Trace minerals are the minerals that your body needs but it doesn’t need them in large amounts like it does with macrominerals. The trace minerals that your body needs are:

·      Cobalt. Cobalt assists your thyroid with proper functioning which helps regulate weight and hormones. You’ll find it oysters, clams, red meat and nuts.

·      Copper. That’s right; your body needs some amount of copper. For one thing, copper helps another trace element – iron – to work properly in the body. It’s also important as an antioxidant. It can be found in shellfish, nuts, honey and cocoa.

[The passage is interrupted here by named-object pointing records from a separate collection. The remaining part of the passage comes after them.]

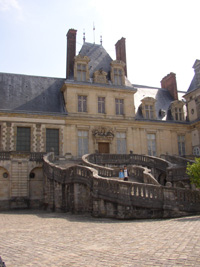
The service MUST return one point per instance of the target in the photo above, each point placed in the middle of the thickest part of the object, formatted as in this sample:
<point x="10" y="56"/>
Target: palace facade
<point x="94" y="109"/>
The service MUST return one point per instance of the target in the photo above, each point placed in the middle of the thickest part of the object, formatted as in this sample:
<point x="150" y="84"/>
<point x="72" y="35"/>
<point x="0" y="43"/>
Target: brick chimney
<point x="169" y="83"/>
<point x="120" y="48"/>
<point x="196" y="68"/>
<point x="71" y="52"/>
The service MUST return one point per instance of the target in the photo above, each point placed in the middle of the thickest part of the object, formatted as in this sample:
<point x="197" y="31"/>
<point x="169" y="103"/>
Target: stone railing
<point x="180" y="161"/>
<point x="167" y="200"/>
<point x="37" y="156"/>
<point x="177" y="173"/>
<point x="127" y="159"/>
<point x="32" y="156"/>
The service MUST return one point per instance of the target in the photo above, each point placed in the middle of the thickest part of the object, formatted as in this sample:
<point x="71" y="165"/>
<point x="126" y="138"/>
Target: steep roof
<point x="99" y="58"/>
<point x="192" y="86"/>
<point x="31" y="94"/>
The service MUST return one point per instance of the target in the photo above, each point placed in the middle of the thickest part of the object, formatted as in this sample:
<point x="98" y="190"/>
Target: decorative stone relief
<point x="104" y="133"/>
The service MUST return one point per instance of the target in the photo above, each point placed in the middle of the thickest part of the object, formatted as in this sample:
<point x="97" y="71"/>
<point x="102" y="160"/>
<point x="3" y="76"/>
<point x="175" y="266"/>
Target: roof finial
<point x="94" y="32"/>
<point x="83" y="35"/>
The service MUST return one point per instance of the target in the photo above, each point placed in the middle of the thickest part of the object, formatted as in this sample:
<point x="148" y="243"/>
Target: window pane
<point x="23" y="139"/>
<point x="82" y="143"/>
<point x="121" y="143"/>
<point x="52" y="140"/>
<point x="151" y="144"/>
<point x="181" y="145"/>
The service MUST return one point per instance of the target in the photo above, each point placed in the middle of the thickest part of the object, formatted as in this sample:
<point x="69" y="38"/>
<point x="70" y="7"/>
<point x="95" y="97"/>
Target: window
<point x="81" y="72"/>
<point x="119" y="104"/>
<point x="121" y="143"/>
<point x="117" y="76"/>
<point x="23" y="139"/>
<point x="181" y="145"/>
<point x="149" y="111"/>
<point x="148" y="108"/>
<point x="101" y="104"/>
<point x="82" y="143"/>
<point x="151" y="143"/>
<point x="178" y="114"/>
<point x="52" y="140"/>
<point x="82" y="103"/>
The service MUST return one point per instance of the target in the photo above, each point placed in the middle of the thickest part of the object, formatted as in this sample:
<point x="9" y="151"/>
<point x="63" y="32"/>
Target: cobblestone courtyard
<point x="36" y="238"/>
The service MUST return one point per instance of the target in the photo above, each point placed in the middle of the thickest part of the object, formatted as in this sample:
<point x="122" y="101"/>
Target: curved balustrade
<point x="121" y="193"/>
<point x="127" y="159"/>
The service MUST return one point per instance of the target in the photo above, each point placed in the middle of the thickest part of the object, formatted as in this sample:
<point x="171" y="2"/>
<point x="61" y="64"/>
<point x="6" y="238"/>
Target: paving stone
<point x="38" y="238"/>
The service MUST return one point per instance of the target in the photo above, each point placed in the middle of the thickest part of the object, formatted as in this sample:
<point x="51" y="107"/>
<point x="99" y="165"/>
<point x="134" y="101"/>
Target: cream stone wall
<point x="136" y="131"/>
<point x="71" y="93"/>
<point x="4" y="184"/>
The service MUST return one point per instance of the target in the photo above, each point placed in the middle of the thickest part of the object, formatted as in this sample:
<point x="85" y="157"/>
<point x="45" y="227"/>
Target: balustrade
<point x="123" y="192"/>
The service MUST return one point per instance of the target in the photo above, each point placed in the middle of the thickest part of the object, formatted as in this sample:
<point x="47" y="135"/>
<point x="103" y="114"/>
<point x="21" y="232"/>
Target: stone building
<point x="95" y="108"/>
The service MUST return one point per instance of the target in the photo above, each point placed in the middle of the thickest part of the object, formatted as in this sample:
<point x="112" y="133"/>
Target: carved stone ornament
<point x="103" y="133"/>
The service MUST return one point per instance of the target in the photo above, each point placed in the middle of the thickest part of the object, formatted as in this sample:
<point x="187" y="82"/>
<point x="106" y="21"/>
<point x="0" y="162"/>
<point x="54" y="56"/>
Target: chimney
<point x="71" y="52"/>
<point x="169" y="83"/>
<point x="196" y="68"/>
<point x="120" y="48"/>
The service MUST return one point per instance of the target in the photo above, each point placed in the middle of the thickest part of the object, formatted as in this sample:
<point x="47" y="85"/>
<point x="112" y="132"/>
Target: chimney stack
<point x="120" y="48"/>
<point x="169" y="83"/>
<point x="196" y="68"/>
<point x="71" y="52"/>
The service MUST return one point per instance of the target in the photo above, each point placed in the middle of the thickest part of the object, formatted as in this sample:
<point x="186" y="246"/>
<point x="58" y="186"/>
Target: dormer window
<point x="117" y="72"/>
<point x="81" y="72"/>
<point x="148" y="108"/>
<point x="177" y="110"/>
<point x="149" y="111"/>
<point x="117" y="76"/>
<point x="178" y="114"/>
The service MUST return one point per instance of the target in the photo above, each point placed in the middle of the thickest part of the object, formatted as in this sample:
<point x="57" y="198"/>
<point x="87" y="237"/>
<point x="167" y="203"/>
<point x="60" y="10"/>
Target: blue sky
<point x="162" y="36"/>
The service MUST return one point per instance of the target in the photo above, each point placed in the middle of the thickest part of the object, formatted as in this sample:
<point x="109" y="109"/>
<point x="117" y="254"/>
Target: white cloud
<point x="6" y="5"/>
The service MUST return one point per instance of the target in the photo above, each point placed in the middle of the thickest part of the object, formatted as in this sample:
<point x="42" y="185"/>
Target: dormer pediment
<point x="118" y="63"/>
<point x="81" y="71"/>
<point x="100" y="76"/>
<point x="81" y="58"/>
<point x="149" y="100"/>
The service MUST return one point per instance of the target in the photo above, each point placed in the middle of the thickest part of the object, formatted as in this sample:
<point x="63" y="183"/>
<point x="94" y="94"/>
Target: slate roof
<point x="31" y="94"/>
<point x="99" y="58"/>
<point x="162" y="97"/>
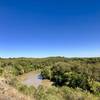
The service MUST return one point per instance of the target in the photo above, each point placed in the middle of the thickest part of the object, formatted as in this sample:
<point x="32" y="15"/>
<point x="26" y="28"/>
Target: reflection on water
<point x="34" y="80"/>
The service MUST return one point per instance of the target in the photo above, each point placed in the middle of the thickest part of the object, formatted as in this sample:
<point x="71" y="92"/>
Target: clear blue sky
<point x="40" y="28"/>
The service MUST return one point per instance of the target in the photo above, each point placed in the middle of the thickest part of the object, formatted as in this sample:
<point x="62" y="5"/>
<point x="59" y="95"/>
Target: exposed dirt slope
<point x="9" y="93"/>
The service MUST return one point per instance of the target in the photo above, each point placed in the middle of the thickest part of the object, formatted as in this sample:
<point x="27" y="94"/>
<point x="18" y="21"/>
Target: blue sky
<point x="41" y="28"/>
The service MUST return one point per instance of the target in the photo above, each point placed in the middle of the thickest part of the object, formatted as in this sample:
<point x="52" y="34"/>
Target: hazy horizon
<point x="49" y="28"/>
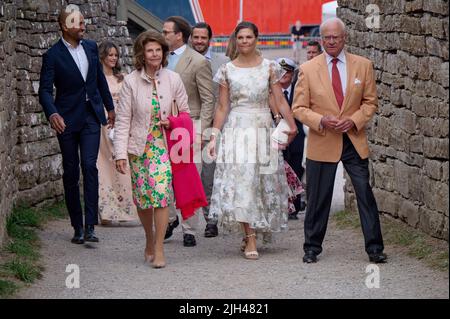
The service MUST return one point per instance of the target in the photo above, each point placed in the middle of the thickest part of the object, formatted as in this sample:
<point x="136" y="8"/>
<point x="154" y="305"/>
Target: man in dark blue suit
<point x="294" y="152"/>
<point x="73" y="67"/>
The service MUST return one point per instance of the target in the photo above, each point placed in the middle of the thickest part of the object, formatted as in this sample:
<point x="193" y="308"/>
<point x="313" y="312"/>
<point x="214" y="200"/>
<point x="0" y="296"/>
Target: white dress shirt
<point x="174" y="58"/>
<point x="208" y="55"/>
<point x="288" y="90"/>
<point x="342" y="67"/>
<point x="79" y="56"/>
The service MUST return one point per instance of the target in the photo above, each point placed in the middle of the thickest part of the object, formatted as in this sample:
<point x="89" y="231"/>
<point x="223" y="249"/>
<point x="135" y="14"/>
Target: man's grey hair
<point x="333" y="20"/>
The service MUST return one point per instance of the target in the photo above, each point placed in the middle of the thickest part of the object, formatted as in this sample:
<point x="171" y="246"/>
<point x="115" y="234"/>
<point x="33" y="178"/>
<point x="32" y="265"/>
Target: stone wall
<point x="8" y="114"/>
<point x="30" y="163"/>
<point x="409" y="134"/>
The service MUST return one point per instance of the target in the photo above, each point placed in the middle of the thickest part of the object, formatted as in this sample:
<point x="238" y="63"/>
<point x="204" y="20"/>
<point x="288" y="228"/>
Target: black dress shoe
<point x="302" y="206"/>
<point x="171" y="227"/>
<point x="211" y="230"/>
<point x="310" y="257"/>
<point x="378" y="258"/>
<point x="189" y="240"/>
<point x="90" y="234"/>
<point x="78" y="237"/>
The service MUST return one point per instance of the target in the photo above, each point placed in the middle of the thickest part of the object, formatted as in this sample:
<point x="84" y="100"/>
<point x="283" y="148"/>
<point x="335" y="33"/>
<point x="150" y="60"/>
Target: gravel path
<point x="215" y="268"/>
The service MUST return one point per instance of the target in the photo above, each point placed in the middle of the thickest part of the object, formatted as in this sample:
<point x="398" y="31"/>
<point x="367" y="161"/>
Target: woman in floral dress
<point x="250" y="189"/>
<point x="145" y="103"/>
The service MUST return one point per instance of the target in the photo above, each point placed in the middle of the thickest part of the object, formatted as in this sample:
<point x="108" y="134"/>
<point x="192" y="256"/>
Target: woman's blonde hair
<point x="103" y="52"/>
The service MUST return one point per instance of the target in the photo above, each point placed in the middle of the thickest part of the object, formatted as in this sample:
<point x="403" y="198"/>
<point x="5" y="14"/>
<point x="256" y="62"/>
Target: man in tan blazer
<point x="196" y="74"/>
<point x="336" y="97"/>
<point x="200" y="41"/>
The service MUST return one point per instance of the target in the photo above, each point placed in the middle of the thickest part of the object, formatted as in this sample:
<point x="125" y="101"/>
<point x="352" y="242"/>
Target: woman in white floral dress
<point x="250" y="189"/>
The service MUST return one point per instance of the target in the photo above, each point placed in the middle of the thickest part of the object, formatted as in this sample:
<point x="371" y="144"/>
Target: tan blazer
<point x="195" y="72"/>
<point x="314" y="98"/>
<point x="133" y="113"/>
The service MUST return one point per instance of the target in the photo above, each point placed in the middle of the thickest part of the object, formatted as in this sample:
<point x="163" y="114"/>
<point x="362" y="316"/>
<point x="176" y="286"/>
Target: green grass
<point x="433" y="252"/>
<point x="21" y="251"/>
<point x="23" y="270"/>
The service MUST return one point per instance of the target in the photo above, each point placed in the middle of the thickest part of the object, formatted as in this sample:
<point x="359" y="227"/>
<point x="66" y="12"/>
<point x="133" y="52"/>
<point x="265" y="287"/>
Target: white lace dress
<point x="250" y="183"/>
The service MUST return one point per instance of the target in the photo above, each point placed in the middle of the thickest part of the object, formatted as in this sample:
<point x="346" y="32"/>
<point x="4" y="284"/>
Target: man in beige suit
<point x="336" y="97"/>
<point x="196" y="74"/>
<point x="200" y="40"/>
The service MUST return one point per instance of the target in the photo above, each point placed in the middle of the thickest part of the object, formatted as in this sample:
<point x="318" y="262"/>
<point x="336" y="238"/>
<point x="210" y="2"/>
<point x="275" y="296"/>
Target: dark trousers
<point x="319" y="189"/>
<point x="84" y="142"/>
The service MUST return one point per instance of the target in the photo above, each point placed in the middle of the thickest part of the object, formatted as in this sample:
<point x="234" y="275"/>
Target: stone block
<point x="414" y="6"/>
<point x="27" y="174"/>
<point x="435" y="194"/>
<point x="383" y="175"/>
<point x="37" y="133"/>
<point x="405" y="119"/>
<point x="437" y="47"/>
<point x="387" y="202"/>
<point x="434" y="127"/>
<point x="436" y="6"/>
<point x="409" y="213"/>
<point x="414" y="44"/>
<point x="445" y="171"/>
<point x="432" y="222"/>
<point x="398" y="139"/>
<point x="433" y="169"/>
<point x="436" y="148"/>
<point x="42" y="192"/>
<point x="35" y="150"/>
<point x="416" y="144"/>
<point x="401" y="173"/>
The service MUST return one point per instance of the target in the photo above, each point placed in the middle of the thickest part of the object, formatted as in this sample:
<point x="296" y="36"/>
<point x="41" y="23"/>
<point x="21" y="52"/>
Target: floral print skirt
<point x="295" y="186"/>
<point x="151" y="173"/>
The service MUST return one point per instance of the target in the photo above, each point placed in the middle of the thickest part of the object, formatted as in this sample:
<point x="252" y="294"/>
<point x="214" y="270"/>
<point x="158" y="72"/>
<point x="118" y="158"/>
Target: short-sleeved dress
<point x="250" y="183"/>
<point x="151" y="173"/>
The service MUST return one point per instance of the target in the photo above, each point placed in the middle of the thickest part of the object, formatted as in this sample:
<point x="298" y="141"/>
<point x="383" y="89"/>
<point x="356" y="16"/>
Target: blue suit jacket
<point x="59" y="69"/>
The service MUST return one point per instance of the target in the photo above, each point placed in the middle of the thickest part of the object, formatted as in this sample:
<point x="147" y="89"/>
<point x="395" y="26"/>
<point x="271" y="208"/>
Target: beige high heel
<point x="243" y="244"/>
<point x="252" y="255"/>
<point x="148" y="258"/>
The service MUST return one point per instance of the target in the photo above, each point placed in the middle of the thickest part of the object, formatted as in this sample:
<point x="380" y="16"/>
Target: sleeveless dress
<point x="115" y="200"/>
<point x="250" y="183"/>
<point x="151" y="173"/>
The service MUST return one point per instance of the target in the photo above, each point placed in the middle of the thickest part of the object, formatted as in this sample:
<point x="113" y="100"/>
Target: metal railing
<point x="265" y="42"/>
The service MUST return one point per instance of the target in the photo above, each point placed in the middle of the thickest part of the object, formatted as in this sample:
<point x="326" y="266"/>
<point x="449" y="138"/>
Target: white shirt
<point x="174" y="58"/>
<point x="342" y="67"/>
<point x="79" y="56"/>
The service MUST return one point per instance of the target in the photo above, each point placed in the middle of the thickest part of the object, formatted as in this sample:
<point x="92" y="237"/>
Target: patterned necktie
<point x="336" y="81"/>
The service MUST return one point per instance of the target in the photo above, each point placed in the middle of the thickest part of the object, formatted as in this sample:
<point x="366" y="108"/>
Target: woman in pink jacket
<point x="145" y="103"/>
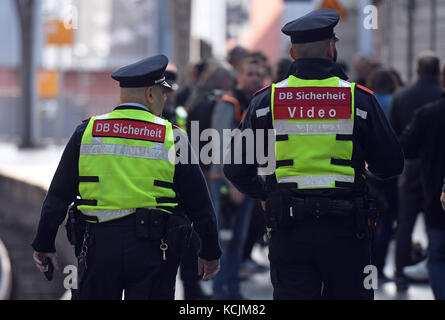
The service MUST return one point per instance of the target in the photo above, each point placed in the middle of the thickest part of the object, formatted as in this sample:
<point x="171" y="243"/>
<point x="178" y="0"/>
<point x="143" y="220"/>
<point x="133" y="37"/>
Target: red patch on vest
<point x="129" y="129"/>
<point x="312" y="103"/>
<point x="365" y="89"/>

·      Fluoride. You probably know already that fluoride is something we need for our teeth. It helps prevent tooth decay. Our water has fluoride in it. Some seafood also contains this trace mineral.

·      Iodine. Iodine, a mineral that is often found in table salt, helps the body’s thyroid. It regulates hormones, controls mood and helps to keep your weight at a healthy level.

·      Iron. This is one of the most important trace minerals that your body needs. Iron helps to deliver oxygen throughout the body. It prevents anemia and keeps you energized. Iron is found in whole grains, meats and fortified foods.

·      Manganese. This mineral helps with the metabolism of the body. Manganese also serves a number of other important functions including boosting the immune system, helping out the bones, regulating the blood sugar and assisting you in proper absorption of the macromineral calcium. Manganese is found in fruits and vegetables.

·      Selenium. This important trace mineral helps with enzyme function, fighting disease after vaccination, improving fertility in men and serving as an antioxidant. Selenium is found in shellfish, red meat, eggs, garlic and grains.

·      Zinc. Zinc is important for all people because it helps to keep your immune system strong. A strong immune system will naturally fight off a variety of different illnesses and diseases. Zinc is generally found in eat and legumes but can, of course, be taken as a supplement as well.

As you can see, your body needs a diverse range of different minerals in different amounts. You need macrominerals in larger amounts and trace minerals in smaller amounts. However, everyone’s body is different. You may have a deficiency that requires you to take more of a trace mineral or you may have an abundance of certain macrominerals such as sodium. It’s best to work with your doctor or nutritionist to determine whether you need to alter your diet to get the right amount of these minerals or whether you need to take supplements.